“Quando a vida não te pertence: Um dia a vela apaga-se” (Texto 1 de 35)

 

Parece haver algo de espiritual numa vela que arde, traduzida numa luz, num guia para o plano celestial, ou tão só num simples conforto, um desejo a ser pedido, uma mensagem a ser enviada a um qualquer ente querido a desejar que esteja bem.

Por vezes tentamos ser ouvidos por Deus, pelos Santos, pelos anjos, por quem quer que queira e possa ouvir as nossas preces. Por monólogos, orações ou silenciosos pensamentos, fazemos todo o tipo de pedidos. Faz-se porque se acredita. Faz-se porque se quer acreditar. Faz-se porque nos recusamos a acreditar que a morte é um ponto final.

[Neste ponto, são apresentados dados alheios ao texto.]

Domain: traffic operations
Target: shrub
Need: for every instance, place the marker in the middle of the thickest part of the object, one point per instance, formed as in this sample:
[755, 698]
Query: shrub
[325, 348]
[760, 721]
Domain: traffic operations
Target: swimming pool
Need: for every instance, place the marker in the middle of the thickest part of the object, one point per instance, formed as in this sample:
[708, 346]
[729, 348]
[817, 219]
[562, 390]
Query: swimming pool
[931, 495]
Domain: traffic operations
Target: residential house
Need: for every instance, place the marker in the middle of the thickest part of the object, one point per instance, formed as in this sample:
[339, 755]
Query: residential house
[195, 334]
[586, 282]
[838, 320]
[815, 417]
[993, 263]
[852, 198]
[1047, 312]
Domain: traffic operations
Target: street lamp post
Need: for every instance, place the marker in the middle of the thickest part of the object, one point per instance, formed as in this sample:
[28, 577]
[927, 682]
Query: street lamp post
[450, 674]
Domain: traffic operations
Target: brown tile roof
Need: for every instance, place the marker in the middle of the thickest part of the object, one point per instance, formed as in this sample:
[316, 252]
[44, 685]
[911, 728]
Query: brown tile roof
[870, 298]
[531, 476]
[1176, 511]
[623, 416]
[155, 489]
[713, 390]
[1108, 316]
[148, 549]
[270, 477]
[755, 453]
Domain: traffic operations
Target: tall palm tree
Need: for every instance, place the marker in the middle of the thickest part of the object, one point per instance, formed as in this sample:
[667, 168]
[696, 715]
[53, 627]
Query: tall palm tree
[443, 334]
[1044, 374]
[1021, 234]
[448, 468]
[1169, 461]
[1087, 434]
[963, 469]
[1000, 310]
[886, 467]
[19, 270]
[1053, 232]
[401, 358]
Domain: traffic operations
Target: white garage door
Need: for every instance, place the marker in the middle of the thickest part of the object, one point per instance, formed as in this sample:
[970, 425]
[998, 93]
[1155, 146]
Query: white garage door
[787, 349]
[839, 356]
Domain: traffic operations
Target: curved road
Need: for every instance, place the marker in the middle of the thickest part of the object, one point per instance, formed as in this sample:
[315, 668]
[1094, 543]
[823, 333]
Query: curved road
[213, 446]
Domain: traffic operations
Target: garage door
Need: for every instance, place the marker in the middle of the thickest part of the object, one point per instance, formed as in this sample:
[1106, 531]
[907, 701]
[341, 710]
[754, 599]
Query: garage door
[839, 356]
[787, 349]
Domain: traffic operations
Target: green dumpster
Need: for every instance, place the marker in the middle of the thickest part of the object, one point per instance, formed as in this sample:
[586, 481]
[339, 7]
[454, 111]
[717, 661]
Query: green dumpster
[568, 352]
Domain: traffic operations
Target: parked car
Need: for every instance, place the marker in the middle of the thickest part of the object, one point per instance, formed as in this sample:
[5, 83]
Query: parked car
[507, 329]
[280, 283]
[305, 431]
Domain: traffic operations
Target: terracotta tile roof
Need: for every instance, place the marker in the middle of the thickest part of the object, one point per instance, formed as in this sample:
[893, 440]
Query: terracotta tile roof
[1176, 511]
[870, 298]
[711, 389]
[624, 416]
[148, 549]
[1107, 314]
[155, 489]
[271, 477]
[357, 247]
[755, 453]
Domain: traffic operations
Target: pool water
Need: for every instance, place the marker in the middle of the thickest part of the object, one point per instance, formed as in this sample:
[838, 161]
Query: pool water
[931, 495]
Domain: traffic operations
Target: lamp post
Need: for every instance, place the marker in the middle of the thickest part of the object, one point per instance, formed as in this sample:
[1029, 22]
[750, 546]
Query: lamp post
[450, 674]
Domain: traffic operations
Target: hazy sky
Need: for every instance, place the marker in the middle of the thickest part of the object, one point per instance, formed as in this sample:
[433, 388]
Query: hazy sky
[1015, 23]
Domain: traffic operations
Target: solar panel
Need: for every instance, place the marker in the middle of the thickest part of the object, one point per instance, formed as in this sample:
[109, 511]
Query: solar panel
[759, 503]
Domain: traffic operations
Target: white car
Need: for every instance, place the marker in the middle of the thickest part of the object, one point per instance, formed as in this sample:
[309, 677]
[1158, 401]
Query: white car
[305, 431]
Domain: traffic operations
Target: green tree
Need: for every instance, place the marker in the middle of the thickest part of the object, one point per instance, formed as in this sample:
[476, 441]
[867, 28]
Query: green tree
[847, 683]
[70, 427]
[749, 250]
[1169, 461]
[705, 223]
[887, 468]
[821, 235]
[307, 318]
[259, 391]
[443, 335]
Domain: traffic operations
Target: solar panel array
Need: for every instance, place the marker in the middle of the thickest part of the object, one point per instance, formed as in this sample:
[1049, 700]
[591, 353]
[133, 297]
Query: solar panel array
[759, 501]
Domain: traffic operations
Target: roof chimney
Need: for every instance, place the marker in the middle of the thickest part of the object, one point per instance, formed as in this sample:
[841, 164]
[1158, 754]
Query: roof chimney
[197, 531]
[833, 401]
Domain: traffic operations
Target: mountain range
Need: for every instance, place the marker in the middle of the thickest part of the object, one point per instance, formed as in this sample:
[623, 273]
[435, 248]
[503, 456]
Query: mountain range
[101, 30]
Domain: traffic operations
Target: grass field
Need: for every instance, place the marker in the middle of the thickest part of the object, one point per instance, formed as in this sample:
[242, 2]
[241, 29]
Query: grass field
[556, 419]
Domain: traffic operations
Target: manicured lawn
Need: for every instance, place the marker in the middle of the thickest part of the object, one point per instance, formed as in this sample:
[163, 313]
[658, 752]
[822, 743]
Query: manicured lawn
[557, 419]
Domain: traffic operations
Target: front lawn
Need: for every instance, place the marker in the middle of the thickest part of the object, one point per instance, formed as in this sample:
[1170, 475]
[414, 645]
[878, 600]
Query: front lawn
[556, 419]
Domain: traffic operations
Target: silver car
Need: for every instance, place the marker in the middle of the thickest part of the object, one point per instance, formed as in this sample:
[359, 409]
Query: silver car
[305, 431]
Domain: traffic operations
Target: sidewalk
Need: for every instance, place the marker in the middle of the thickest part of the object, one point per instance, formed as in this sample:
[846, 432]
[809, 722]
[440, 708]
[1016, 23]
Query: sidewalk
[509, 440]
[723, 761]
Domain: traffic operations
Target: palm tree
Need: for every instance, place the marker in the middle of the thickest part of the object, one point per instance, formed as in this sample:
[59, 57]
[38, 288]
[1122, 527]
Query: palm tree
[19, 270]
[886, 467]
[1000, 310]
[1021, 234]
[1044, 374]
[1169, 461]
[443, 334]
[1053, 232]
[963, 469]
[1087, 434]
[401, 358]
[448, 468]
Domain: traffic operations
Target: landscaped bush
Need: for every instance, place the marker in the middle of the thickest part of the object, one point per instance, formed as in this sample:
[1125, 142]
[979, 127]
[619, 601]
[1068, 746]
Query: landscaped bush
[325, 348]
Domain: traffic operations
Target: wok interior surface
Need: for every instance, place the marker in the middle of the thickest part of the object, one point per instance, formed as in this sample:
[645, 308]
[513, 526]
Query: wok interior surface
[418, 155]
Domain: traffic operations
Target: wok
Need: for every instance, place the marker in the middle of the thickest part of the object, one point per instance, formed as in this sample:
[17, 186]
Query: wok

“No fim do dia, o que seria do ser humano se não tivesse uma ponta de fé?”

Ela fez por acendê-la e centrar-se apenas em pensamentos puros. “Estiveste tão sozinho em vida, que a morte te traga, senão felicidade, algum alívio que seja”.

Pensou no dia em que o tinha visto pela primeira vez, primeiro ao cruzarem-se num dos corredores da empresa e mais tarde na apresentação oficial.

- O Rodrigo Lobo era a empatia em pessoa, sempre disponível, sempre com um sorriso e uma palavra amiga. Ainda não consigo acreditar, estou a vê-lo ali naquele caixão a repousar no sonho dos justos e mesmo assim…

- Eram próximos…

- Não, de forma alguma. Ele chegou como assessor de um dos administradores e teve uma ascensão sem igual. Era alguém brilhante, entende? Desculpe, não sei porque é que estou assim tão perturbada. Mas, não, não eramos próximos.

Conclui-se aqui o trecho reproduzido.